À cette nouvelle, Borgnis-Desbordes, haut-commandant des troupes coloniales à Kayes estima que « l'honneur de la France était en cause parce qu'il aurait été bafoué ». Il fallait une vengeance, le casus belli tant recherché était enfin trouvé pour éliminer un adversaire qui gênait les ambitions de conquête coloniale.

Ainsi débutait un conflit armé qui dura seize longues années (1882-1898), où l'agresseur était le colonialisme français et la victime l'empire samorien.

L'Almami Samori ne se laissa point intimider par les menaces de représailles que Borgnis-Desbordes faisait répandre à travers le pays ; mieux il vint châtier Kényéran le 21 février 1882, presque sur les talons de la mission Alakamessa. Les secours français arrivèrent avec quelques jours de retard pour constater que l'adversaire auquel ils avaient affaire avait de la trempe et pouvait joindre les actes à la parole.

L'Almami s'en allait vers sa capitale Bissandougou lorsqu'il apprit qu'il était poursuivi par les troupes coloniales.

Il aurait tout accepté sauf de donner l'impression de fuir devant cet adversaire qui éveillait d'ailleurs en lui une certaine curiosité.

Comment se battait-il cet ennemi ? Quelle serait sa puissance de feu ? Autant de questions qu'il ne tarda pas à élucider en acceptant le combat à Samaya le 26 février 1882.

Ce premier choc fut terrible pour les sofas car l'Almami Samori, ignorant tout des moyens de combat de l'adversaire avait abordé ses ennemis de front, exposant du coup ses hommes aux tirs rapides des fusils à répétition et aux salves nourries des canons. Des rangs entiers de sofas furent littéralement fauchés.

En stratège intelligent, l'Almami Samori modifia aussitôt son dispositif de combat ; les rangs compacts avançant de front firent rapidement place à de petites colonnes légères évoluant avec une mobilité extrême dans cette savane que les sofas connaissaient parfaitement. Tous les accidents du terrain furent mis à profit pour s'accrocher à l'ennemi tandis que la cavalerie appelée à la rescousse, débordait le flanc des troupes coloniales, créant la diversion partout où leur pression se faisait trop forte.

Les troupes coloniales furent contraintes de se replier sur le fleuve Niger, sous le harcèlement des intrépides sofas de Kèmè Bréma.

Le bilan des pertes était lourd du côté de l'armée samorienne, qui venait de subir le baptême du feu face à un armement moderne. Les pertes en vies humaines étaient très importantes mais l'Almami Samori sortait grandi de l'épreuve car la bataille de Samaya avait eu un écho retentissant dans toute la région. Il était désormais considéré comme le héros qui avait ose renvoyer un émissaire des « Toubabs » ; il était aussi celui qui avait châtié Kényéran malgré leurs menaces.
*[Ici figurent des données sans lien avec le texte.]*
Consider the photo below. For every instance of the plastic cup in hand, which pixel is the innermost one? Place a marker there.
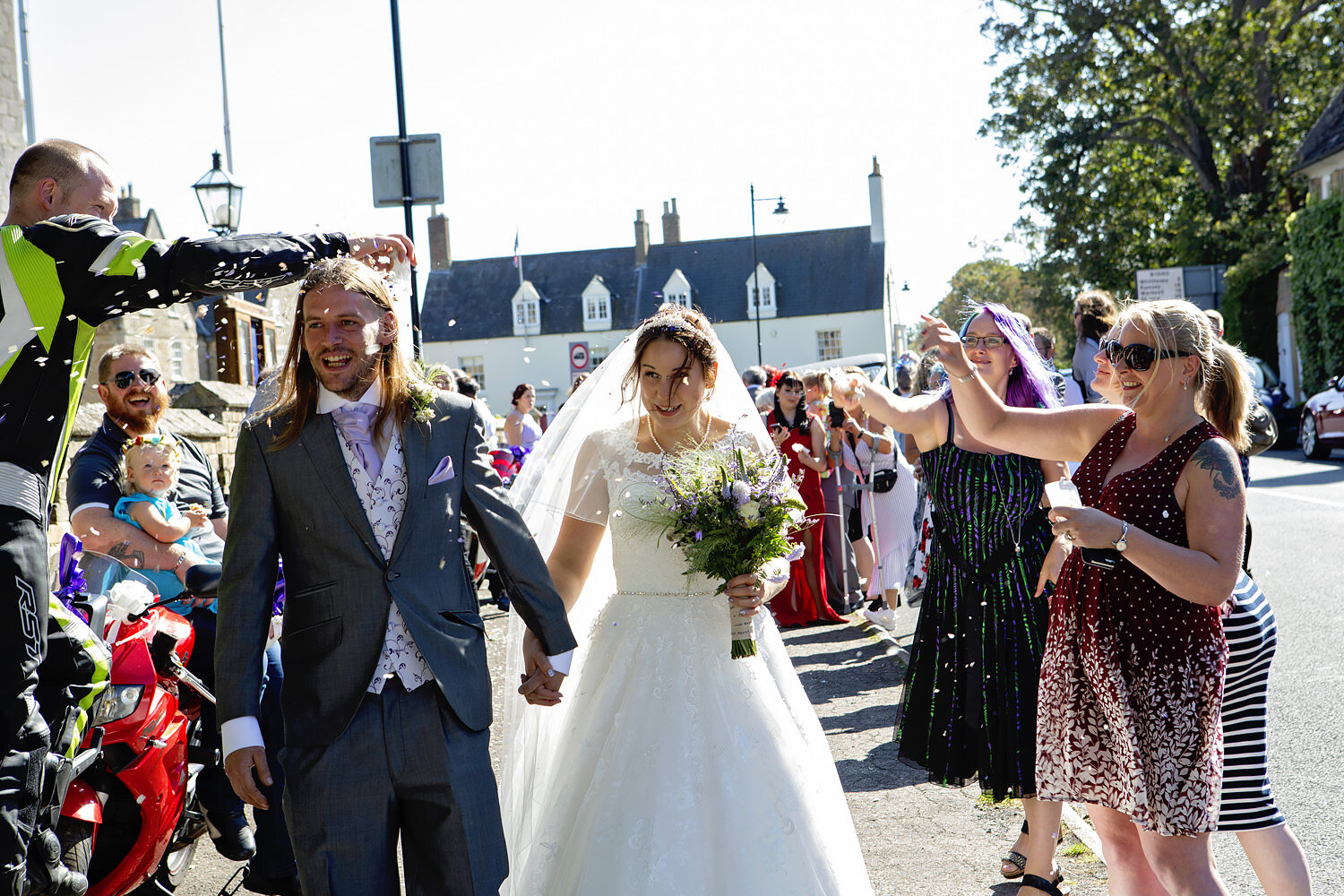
(1064, 495)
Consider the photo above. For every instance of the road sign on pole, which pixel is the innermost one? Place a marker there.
(426, 163)
(1159, 284)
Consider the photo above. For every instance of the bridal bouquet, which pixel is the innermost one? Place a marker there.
(731, 512)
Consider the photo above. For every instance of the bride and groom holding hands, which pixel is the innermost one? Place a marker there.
(666, 767)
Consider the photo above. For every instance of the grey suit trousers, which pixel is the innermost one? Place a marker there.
(389, 772)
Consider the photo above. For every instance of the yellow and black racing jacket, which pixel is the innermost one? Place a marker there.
(64, 277)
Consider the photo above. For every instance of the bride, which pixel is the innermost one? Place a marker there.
(667, 767)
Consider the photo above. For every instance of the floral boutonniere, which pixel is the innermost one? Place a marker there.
(422, 401)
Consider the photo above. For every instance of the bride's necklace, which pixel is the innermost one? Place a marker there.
(659, 445)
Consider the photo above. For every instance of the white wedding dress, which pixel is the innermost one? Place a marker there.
(676, 770)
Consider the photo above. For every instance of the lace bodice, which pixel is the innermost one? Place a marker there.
(618, 484)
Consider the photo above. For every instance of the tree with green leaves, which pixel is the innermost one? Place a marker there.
(1158, 134)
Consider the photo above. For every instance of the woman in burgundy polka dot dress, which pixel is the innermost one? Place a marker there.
(1132, 680)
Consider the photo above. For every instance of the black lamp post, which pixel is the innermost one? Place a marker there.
(220, 199)
(755, 263)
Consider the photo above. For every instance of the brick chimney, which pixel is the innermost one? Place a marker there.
(642, 238)
(440, 253)
(671, 225)
(128, 204)
(876, 230)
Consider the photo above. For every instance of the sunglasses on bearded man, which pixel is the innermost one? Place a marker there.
(125, 378)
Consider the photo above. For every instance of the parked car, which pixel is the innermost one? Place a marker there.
(1273, 395)
(1322, 421)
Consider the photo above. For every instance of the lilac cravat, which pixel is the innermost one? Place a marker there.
(357, 425)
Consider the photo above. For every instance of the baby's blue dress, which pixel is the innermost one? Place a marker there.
(166, 581)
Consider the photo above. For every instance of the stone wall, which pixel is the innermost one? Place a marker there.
(13, 139)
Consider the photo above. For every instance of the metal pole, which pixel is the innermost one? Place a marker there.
(406, 168)
(29, 118)
(755, 279)
(223, 80)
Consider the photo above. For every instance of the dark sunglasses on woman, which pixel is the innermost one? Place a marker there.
(1136, 355)
(125, 378)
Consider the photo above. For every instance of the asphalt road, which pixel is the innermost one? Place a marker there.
(922, 839)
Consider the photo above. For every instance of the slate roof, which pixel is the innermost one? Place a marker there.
(816, 271)
(211, 394)
(1327, 134)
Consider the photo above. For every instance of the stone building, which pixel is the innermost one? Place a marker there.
(822, 296)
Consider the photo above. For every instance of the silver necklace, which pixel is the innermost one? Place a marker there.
(1003, 504)
(659, 445)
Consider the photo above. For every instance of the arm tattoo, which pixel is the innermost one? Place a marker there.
(1220, 469)
(134, 559)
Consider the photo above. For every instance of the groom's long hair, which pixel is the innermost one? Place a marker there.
(297, 379)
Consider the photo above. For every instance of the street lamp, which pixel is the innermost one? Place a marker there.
(220, 199)
(755, 263)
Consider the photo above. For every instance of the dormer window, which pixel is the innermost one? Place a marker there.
(677, 289)
(527, 311)
(597, 306)
(761, 285)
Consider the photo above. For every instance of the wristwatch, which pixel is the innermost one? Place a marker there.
(1121, 543)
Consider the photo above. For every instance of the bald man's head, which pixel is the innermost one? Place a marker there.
(59, 177)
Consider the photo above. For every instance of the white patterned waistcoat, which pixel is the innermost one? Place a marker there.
(384, 501)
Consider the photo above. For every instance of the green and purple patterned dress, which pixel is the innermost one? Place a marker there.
(969, 702)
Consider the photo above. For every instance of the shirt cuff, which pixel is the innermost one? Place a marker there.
(239, 732)
(561, 662)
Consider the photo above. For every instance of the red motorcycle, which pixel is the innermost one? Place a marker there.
(129, 820)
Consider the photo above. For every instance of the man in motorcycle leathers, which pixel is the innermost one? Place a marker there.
(64, 271)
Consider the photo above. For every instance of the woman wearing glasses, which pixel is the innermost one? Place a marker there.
(1247, 805)
(1132, 680)
(969, 707)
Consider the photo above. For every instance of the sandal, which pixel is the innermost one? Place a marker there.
(1050, 888)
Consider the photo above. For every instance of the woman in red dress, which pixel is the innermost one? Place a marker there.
(801, 438)
(1132, 678)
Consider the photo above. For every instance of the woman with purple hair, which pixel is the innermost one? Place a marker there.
(969, 704)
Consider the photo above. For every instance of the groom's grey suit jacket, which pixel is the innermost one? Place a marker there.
(300, 503)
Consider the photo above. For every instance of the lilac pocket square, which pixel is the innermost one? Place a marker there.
(444, 471)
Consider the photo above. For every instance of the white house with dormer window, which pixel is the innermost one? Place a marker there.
(597, 306)
(822, 296)
(527, 311)
(677, 289)
(762, 281)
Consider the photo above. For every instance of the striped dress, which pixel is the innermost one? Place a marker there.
(1252, 634)
(969, 702)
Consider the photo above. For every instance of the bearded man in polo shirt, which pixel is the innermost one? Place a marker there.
(134, 394)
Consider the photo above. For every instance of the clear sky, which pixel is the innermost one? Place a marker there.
(559, 120)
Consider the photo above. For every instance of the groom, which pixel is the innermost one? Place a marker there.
(360, 481)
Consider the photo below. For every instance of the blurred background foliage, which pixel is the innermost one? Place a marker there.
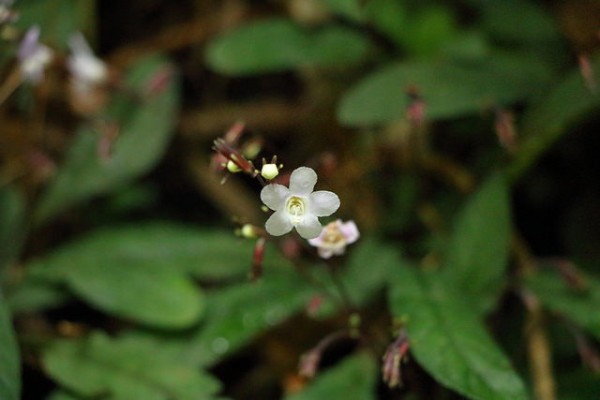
(459, 135)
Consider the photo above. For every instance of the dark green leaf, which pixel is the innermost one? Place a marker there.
(134, 273)
(10, 368)
(581, 306)
(34, 294)
(61, 395)
(350, 9)
(519, 21)
(352, 379)
(277, 44)
(237, 314)
(428, 30)
(478, 251)
(388, 17)
(449, 90)
(544, 124)
(129, 367)
(12, 225)
(145, 128)
(58, 19)
(449, 340)
(367, 272)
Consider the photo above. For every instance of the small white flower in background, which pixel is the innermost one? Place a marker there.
(6, 13)
(298, 207)
(33, 56)
(335, 237)
(87, 69)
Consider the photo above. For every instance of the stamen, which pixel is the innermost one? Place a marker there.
(296, 208)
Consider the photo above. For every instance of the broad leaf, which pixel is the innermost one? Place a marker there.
(519, 21)
(237, 314)
(35, 294)
(566, 103)
(208, 255)
(129, 367)
(129, 273)
(354, 378)
(58, 19)
(277, 44)
(449, 90)
(478, 251)
(579, 305)
(449, 340)
(10, 368)
(144, 131)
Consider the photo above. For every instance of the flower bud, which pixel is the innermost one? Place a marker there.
(248, 231)
(233, 167)
(269, 171)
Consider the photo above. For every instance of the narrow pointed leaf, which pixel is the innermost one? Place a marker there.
(10, 368)
(449, 340)
(478, 251)
(354, 378)
(579, 305)
(128, 367)
(277, 44)
(449, 90)
(132, 273)
(144, 125)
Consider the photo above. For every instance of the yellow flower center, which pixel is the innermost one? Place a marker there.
(296, 208)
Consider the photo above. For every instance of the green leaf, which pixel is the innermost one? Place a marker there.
(581, 306)
(519, 21)
(478, 251)
(276, 44)
(34, 294)
(429, 29)
(10, 368)
(12, 225)
(237, 314)
(566, 103)
(354, 378)
(61, 395)
(449, 340)
(58, 19)
(130, 274)
(350, 9)
(389, 17)
(144, 132)
(209, 255)
(366, 274)
(128, 367)
(449, 90)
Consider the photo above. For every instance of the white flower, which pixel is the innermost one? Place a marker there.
(335, 237)
(33, 56)
(298, 207)
(87, 69)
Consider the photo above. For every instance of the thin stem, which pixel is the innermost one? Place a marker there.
(10, 85)
(538, 344)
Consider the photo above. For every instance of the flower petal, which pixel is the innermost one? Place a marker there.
(302, 181)
(324, 203)
(278, 224)
(310, 227)
(274, 196)
(350, 231)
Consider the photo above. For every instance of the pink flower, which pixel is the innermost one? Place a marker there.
(334, 238)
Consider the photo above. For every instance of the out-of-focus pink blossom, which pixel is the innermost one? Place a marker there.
(334, 238)
(33, 56)
(86, 69)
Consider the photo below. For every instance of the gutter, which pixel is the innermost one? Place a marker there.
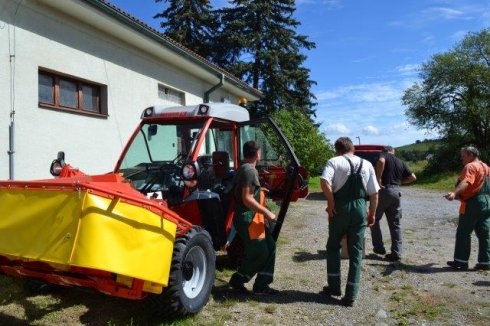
(215, 87)
(159, 37)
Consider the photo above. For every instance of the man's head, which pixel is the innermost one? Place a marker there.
(343, 145)
(388, 149)
(251, 150)
(469, 154)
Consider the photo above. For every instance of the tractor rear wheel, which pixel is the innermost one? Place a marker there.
(192, 275)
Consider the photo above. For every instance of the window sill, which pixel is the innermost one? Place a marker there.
(72, 111)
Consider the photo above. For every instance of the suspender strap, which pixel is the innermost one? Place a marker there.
(352, 166)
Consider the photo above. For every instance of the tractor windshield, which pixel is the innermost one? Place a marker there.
(154, 158)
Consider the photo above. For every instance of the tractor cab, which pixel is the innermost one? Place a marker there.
(186, 157)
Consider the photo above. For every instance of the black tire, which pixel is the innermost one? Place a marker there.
(192, 275)
(236, 252)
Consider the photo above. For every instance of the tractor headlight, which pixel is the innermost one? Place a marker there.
(189, 172)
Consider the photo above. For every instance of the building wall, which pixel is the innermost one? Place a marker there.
(42, 38)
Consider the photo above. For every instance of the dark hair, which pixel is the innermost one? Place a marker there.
(250, 149)
(471, 150)
(388, 149)
(343, 145)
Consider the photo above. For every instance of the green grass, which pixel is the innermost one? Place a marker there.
(314, 184)
(420, 147)
(441, 181)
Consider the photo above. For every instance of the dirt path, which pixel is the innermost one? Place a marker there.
(419, 290)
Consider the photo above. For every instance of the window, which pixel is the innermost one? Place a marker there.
(171, 95)
(70, 94)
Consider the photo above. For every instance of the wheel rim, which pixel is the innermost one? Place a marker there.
(194, 272)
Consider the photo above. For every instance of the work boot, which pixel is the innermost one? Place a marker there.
(347, 302)
(456, 265)
(392, 257)
(266, 291)
(328, 291)
(482, 267)
(378, 251)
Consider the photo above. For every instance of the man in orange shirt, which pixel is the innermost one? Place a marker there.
(473, 190)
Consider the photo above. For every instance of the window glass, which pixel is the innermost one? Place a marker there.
(89, 98)
(68, 93)
(46, 89)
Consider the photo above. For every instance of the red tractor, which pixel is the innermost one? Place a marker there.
(149, 229)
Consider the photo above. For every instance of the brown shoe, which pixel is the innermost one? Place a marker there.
(482, 267)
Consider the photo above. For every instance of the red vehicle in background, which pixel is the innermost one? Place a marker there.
(369, 152)
(150, 228)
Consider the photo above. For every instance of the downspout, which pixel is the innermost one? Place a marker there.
(12, 53)
(215, 87)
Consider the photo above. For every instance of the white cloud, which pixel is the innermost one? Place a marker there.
(376, 92)
(459, 35)
(331, 3)
(444, 13)
(372, 111)
(337, 128)
(408, 70)
(370, 130)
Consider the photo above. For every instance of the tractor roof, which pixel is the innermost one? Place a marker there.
(225, 111)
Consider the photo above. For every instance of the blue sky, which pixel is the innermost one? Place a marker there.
(367, 53)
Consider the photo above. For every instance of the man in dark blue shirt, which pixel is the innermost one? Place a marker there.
(391, 172)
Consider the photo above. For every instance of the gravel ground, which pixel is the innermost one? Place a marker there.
(418, 290)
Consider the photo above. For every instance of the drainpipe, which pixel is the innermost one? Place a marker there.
(215, 87)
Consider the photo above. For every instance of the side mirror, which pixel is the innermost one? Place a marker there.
(57, 164)
(152, 131)
(190, 172)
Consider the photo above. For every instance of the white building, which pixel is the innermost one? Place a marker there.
(75, 76)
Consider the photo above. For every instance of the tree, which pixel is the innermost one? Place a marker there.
(310, 145)
(259, 44)
(453, 96)
(189, 22)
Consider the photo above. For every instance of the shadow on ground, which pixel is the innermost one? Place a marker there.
(223, 293)
(302, 256)
(315, 196)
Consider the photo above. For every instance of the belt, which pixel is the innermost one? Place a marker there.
(391, 185)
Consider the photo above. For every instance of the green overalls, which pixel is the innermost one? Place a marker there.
(350, 218)
(259, 247)
(475, 217)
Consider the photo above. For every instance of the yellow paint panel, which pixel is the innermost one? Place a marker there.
(39, 225)
(125, 239)
(85, 230)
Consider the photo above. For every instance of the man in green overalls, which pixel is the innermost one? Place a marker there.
(473, 190)
(249, 218)
(347, 181)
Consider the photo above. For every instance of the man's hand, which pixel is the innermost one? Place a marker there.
(450, 196)
(270, 216)
(371, 219)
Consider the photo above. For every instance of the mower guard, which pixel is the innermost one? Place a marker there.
(97, 223)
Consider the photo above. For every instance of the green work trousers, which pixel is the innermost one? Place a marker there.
(260, 255)
(352, 222)
(350, 219)
(476, 217)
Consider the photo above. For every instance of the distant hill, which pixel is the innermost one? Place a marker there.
(423, 145)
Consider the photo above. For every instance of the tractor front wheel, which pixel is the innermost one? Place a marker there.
(192, 275)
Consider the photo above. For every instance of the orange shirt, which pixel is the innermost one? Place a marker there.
(474, 173)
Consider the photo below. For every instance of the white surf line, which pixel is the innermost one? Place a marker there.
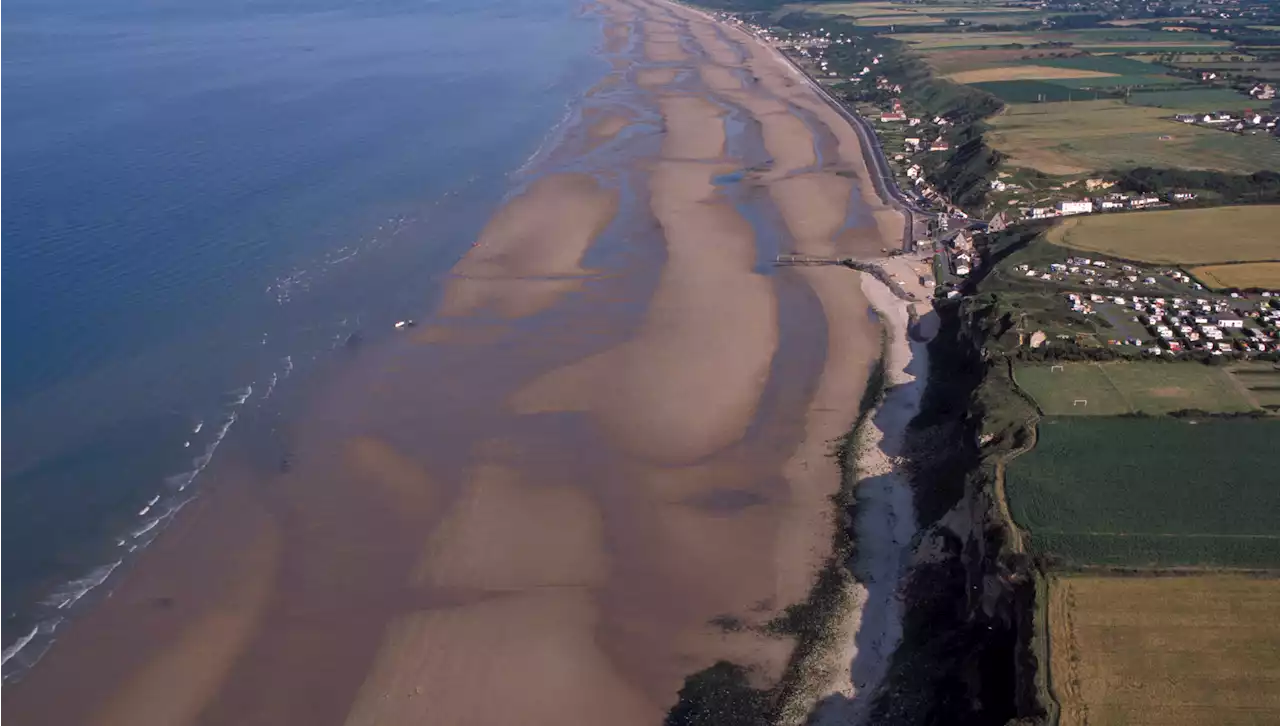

Il avait surtout l'auréole du chef de guerre noir qui avait affronté un armement moderne avec des fusils à pierre sans être défait !

Les sofas avaient d'ailleurs poursuivi les agresseurs dans leur mouvement de repli sur Kita.

L'impact politique qui en résulta fut si immense qu'il permit à Kèmè Bréma de ramener le calme dans la région nord. Celui-ci entama même dans cette lancée une offensive diplomatique en direction de la grande métropole commerciale de Bamako.

Pendant que Borgnis-Desbordes rentrait en France chercher du renfort, l'Almami rejoignait Bissandougou, laissant la frontière nord sous la garde vigilante de Kèmè Bréma.

Il mit à profit le reste de l'année 1882 pour organiser la lutte contre Gbankouno Saadji Kamara.